The women exchanged glances.

"He's as sharp as a needle. And to think that that beast never gave me but one hundred pounds, and it was only an accident I got that—we happened to meet in the underground railway. He took a ticket for me—you know he could always be very nice if he liked; he told me a lady had left him five thousand a year, and if I wanted any money I had only to ask him for it. I asked him if he wouldn't like to see the child, and he said I mustn't be beastly; I never quite knew what he meant; but I know he thought it funny, for he laughed a great deal, and I got into such a rage. I said I didn't want his dirty money, and got out at the next station. He sent me a hundred pounds next day. I haven't heard of him since, and don't want to."

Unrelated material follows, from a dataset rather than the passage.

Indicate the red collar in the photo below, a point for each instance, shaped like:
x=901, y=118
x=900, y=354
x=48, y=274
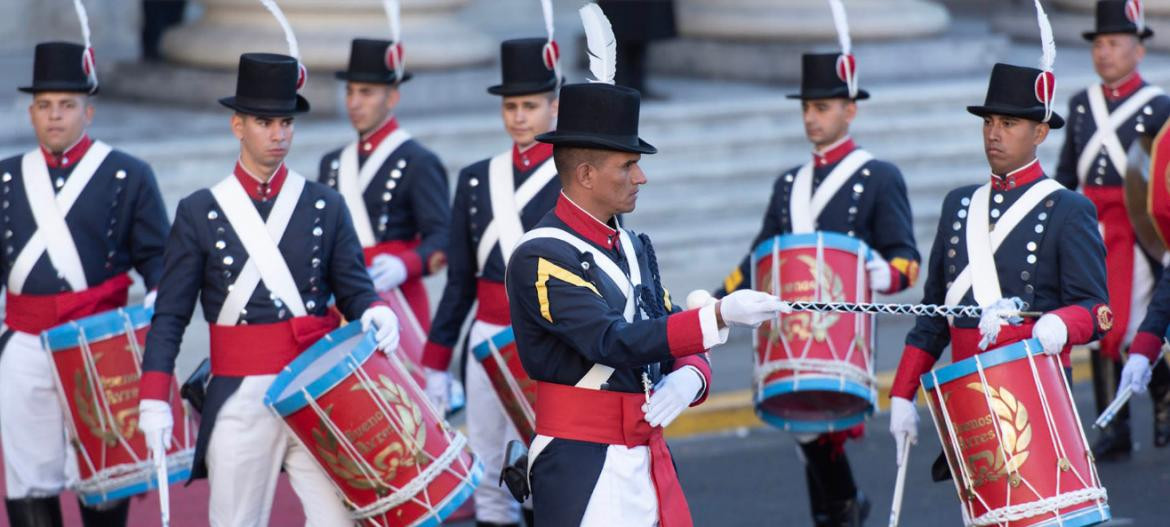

"Suicide of a poet in the Temple!" shouted a little boy.

"I wonder who that is," said Lizzie.

"Mike used to live in the Temple," said Lottie.

The women read the reporter's account of the event, and then Lottie said—

"Isn't it awful! I wonder what he has done with his money?"

"You may be sure he hasn't thought of us. He ought to have thought ofFrank. Frank was very good to him in old times."

"Well, I don't care what he has done with his money. I never cared for any man but him. I could have forgiven him everything if he had only thought of the child. I hope he has left him something."

"Now I'm sure you are talking of father."